I am trying to not load my entire tile based map into memory to save RAM client side. The map will be huge and already is requriring 1GB client side (multi-layered map).
I have gotten some perspective on Game Dev SO. I am trying to Load zones/chunks of my game map into memory (i.e. 300x300) and then when the player moves 100 steps shift the array and load 100 new tiles depending on direction. I have tried to work on a scaled version of this and now have a generic question.
I need help when the playerX/Y coordinates are on the perimeter of the map (which causes the chunk to be outside of the map)

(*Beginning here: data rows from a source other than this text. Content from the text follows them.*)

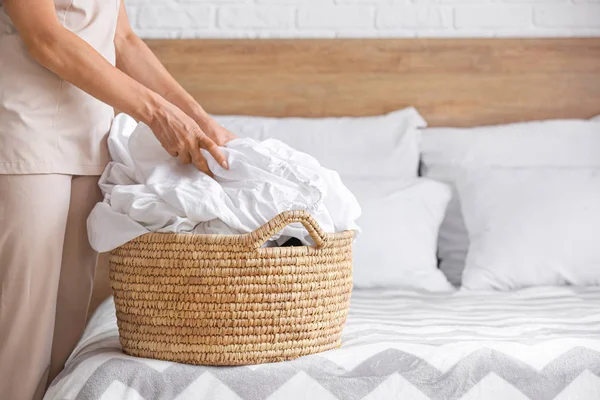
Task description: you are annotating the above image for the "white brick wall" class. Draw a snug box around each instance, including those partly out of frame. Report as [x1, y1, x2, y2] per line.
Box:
[125, 0, 600, 38]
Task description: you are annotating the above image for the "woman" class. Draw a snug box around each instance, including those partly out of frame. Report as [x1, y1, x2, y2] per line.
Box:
[0, 0, 235, 400]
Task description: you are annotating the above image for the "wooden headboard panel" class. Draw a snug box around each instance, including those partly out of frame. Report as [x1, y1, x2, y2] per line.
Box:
[86, 38, 600, 318]
[148, 38, 600, 126]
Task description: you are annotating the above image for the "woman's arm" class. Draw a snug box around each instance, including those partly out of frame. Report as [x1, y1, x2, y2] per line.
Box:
[115, 0, 236, 146]
[4, 0, 227, 172]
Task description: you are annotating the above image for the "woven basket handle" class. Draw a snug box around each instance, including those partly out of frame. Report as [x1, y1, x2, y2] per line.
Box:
[248, 210, 327, 249]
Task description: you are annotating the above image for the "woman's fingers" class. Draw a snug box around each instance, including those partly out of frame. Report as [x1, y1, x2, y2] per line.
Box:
[191, 145, 213, 176]
[198, 135, 229, 169]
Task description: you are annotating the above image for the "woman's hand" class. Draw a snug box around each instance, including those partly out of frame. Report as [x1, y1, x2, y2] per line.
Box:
[148, 100, 230, 175]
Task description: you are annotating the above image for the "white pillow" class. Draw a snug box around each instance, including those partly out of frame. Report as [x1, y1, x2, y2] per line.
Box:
[215, 108, 449, 290]
[421, 120, 600, 285]
[457, 169, 600, 290]
[345, 178, 453, 292]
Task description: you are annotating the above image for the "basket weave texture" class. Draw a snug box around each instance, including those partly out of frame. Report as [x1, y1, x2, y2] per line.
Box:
[110, 211, 354, 365]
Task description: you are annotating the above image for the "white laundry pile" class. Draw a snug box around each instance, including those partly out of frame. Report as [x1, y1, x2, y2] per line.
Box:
[88, 114, 360, 252]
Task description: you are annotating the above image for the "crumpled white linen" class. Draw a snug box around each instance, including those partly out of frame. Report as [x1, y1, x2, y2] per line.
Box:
[87, 114, 361, 252]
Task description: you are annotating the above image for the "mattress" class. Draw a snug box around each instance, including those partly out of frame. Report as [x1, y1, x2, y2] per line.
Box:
[45, 287, 600, 400]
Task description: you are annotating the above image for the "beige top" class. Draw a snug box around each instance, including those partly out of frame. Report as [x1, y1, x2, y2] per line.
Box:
[0, 0, 120, 175]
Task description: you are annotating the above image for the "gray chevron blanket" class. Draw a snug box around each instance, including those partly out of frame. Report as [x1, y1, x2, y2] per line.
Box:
[45, 288, 600, 400]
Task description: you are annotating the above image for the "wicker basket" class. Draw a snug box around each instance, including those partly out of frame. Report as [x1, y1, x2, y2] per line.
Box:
[110, 211, 353, 365]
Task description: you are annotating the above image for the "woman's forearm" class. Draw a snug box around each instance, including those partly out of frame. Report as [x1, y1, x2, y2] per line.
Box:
[116, 35, 210, 123]
[4, 0, 165, 124]
[115, 1, 211, 128]
[28, 28, 161, 124]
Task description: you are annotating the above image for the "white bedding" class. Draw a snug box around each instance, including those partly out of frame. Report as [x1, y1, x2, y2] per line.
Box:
[46, 287, 600, 400]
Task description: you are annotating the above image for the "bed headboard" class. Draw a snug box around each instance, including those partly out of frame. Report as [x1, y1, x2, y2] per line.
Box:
[92, 38, 600, 316]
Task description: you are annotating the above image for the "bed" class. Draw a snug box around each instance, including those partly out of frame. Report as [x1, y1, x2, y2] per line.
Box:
[46, 287, 600, 400]
[69, 38, 600, 400]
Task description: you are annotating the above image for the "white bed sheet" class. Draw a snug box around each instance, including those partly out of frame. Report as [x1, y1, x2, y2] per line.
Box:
[46, 287, 600, 400]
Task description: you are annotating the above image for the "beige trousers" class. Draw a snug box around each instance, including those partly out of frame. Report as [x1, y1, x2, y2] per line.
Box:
[0, 174, 101, 400]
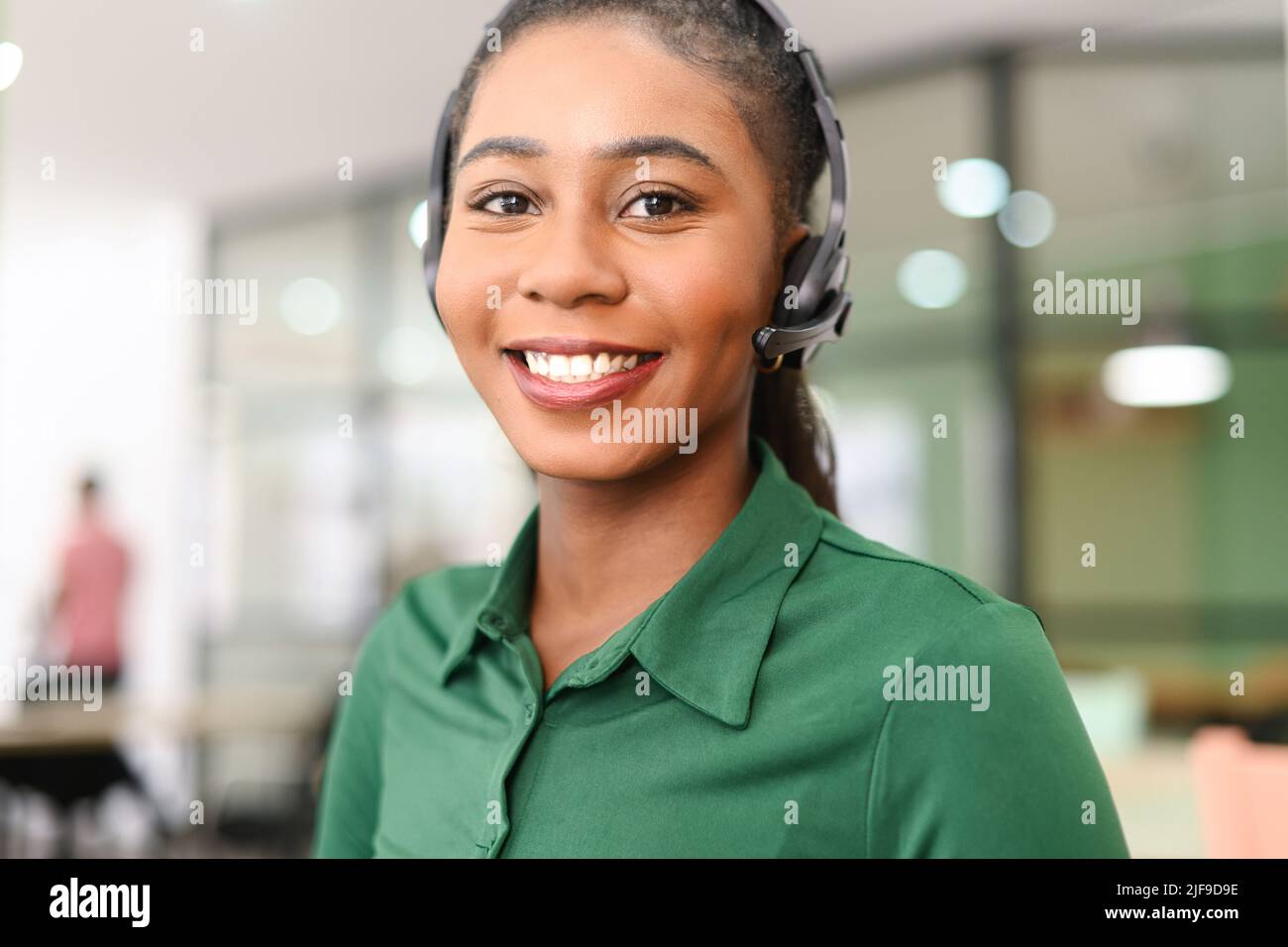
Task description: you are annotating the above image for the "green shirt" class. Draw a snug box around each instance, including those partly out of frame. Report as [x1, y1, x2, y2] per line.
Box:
[314, 438, 1128, 858]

Here is what I have come up with so far (note: player is in center of chunk & chunk always odd number sized)... It has the following issues(when the character is on the edge of the map):
change characterX/Y to 0,0 and the bottom left(0,2) coordinate will incorrectly be 7
0, 0, 0
0, 1, 1
7, 1, 8
change characterX/Y to 8,8 and the top right(2,0) coordinate of the chunk will incorrectly be 6
1, 1, 6
1, 1, 0
0, 0, 0
Here is the SSCCE:
public class MapChunkLoad {
public static void main(String[] args) {
short[] groundLayer;
int mapWidth = 9;
int mapHeight = 9;
int chunkWidth = mapWidth / 3; //3
int chunkHeight = mapHeight / 3; //3
int characterX = 8;
int characterY = 8;
String map = "1, 1, 1, 1, 1, 1, 1, 1, 7, " +
"1, 8, 8, 1, 1, 1, 1, 1, 1, " +
"1, 8, 9, 9, 1, 1, 1, 1, 1, " +
"1, 1, 9, 9, 1, 1, 1, 1, 1, " +
"1, 1, 1, 1, 1, 1, 1, 1, 1, " +
"1, 1, 1, 1, 1, 1, 1, 1, 1, " +
"1, 1, 1, 1, 1, 1, 1, 1, 1, " +
"1, 1, 1, 1, 1, 1, 1, 1, 1, " +
"6, 1, 1, 1, 1, 1, 1, 1, 1";
String[] strArr = map.split(", ");
groundLayer = new short[chunkWidth * chunkHeight];
//load chunk into groundLayer
int arrayIndex = 0;
int count = (characterX - (chunkWidth/2)) + ((characterY - (chunkHeight/2)) * mapWidth); //top left tile within chunk
for (int y = 0; y < chunkHeight; y++){
for (int x = 0; x < chunkWidth; x++){
if (count > -1 && count < strArr.length){
groundLayer[arrayIndex] = Short.parseShort(strArr[count]);
System.out.println("arrayIndex[" + arrayIndex + "] = " + strArr[count]);
} else {
groundLayer[arrayIndex] = 0;
System.out.println("arrayIndex[" + arrayIndex + "] = " + 0);
}
arrayIndex++;
count++;
}
count += (mapWidth - chunkWidth);
}
System.out.println("");
//print map grid
int printcount = 0;
for (int y = 0; y < chunkHeight; y++){
for (int x = 0; x < chunkWidth; x++){
if (x == chunkWidth - 1){
System.out.println(groundLayer[printcount]);
} else {
System.out.print(groundLayer[printcount] + ", ");
}
printcount++;
}
}
}
}
Thanks so much for any assistance.
So I think your logic for checking if count is outside the bounds is faulty.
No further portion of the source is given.